Some of the best examples are located to the north west of Sunderland and along the coastal strip of South Tyneside, for example Harton Down Hill. Other good sites occur to the south and west of Sunderland, for example Houghton Hill and Cut, Penshaw Hill and Tunstall Hills.
A valuable commercial resource, the quarrying of limestone in South Tyneside and Sunderland over decades has been responsible for impacting upon, and creating, magnesian limestone grassland sites. Such quarries can be found in the north at Marsden (South Tyneside), south and west through the City of Sunderland, and from there inland to Houghton and Hetton. This industry has left a legacy that is now an important biodiversity resource - wildlife-rich old quarry sites, for example Fulwell Quarry and Marsden Old Quarry, in Sunderland and South Tyneside respectively.
Flushed grassland
This is usually damp lowland neutral grassland with, often, spring-fed flushes.

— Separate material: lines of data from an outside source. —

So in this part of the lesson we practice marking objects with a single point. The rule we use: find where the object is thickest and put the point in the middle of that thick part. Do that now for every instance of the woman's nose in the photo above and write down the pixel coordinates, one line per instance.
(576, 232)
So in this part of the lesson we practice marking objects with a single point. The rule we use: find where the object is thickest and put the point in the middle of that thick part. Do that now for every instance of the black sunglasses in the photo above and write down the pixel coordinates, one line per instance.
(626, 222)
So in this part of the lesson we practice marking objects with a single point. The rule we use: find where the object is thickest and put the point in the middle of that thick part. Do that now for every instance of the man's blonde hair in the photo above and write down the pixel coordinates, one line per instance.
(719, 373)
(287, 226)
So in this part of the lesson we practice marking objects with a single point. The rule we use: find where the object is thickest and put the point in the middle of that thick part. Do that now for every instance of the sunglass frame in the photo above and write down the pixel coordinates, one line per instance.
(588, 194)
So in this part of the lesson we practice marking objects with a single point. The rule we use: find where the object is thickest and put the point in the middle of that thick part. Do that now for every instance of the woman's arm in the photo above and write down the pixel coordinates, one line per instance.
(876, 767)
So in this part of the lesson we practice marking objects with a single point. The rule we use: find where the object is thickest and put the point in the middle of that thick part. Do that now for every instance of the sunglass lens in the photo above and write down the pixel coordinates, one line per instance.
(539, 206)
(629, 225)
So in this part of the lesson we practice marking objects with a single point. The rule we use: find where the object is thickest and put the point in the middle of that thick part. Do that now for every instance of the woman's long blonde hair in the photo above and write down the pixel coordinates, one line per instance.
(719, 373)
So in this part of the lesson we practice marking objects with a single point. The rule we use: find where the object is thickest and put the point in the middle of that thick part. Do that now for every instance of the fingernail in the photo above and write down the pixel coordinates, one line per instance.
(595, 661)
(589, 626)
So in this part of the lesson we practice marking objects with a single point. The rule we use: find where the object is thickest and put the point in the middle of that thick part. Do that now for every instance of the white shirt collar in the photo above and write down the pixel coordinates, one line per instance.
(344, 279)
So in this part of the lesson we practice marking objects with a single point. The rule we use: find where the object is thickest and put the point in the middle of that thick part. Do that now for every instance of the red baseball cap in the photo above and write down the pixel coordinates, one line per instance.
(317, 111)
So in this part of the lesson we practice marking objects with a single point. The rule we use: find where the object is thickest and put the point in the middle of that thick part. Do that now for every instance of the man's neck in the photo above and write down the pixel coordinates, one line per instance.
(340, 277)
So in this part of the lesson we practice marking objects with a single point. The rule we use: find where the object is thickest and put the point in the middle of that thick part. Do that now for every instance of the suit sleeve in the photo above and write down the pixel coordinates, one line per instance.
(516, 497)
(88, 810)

The swards of these are frequently rich in sedge species and moisture-loving herbs, such as cuckoo flower and northern marsh orchid, a good example is Hagg Hill Pasture in Gateshead.
Acid grassland
Acid grasslands occur on dry, free-draining, nutrient poor substrate with acid conditions; they often overlie beds of sand and gravel. Representative plants include sheep's fescue, common bent, wavy-hair-grass, sheep's sorrel, heath bedstraw and tormentil. Good examples include Owlet Hill in the Derwent Walk Country Park, Image Hill near Blaydon and the riverside grasslands at Ryton Willows, all in Gateshead. There is a smaller amount of this habitat in the City of Sunderland, for example at Elemore Golf Course.
Lowland heathland
This dwarf shrub habitat, growing at altitudes below 300 metres above sea level, is rare in the strategy area. Dominated by ericaceous plants, usually common heather, (bilberry may also be present), it is found on nutrient-poor acidic substrates, free-draining sandy areas and, sometimes, on damp peaty soils - occasionally on pit spoil (for example at Whitehills in Gateshead). Acid-loving herbs, such as heath bedstraw and tormentil, characterise the sward.
Gateshead has the majority of what is a relatively limited strategy-wide resource, with examples at Burdon Moor, Ousborough Woods and Tanfield Railway Sidings - all sites in the Team valley. This habitat occurs in a limited fashion, along some old railway lines such as on the Bowes Railway Path above the Team valley, and also in Sunderland, at the Eppleton Colliery Railway.
This habitat can also be found, where appropriate substrates occur, within some of the larger planted ancient woodland sites (PAWS) in the Derwent valley, for example in parts of Chopwell Woods and the Gibside Estate. In these instances, heathland occurs in a time-limited fashion, between the clear-fell and scrub re-growth stages of the harvesting cycle, before the habitat is shaded out by the re-stocked timber crop.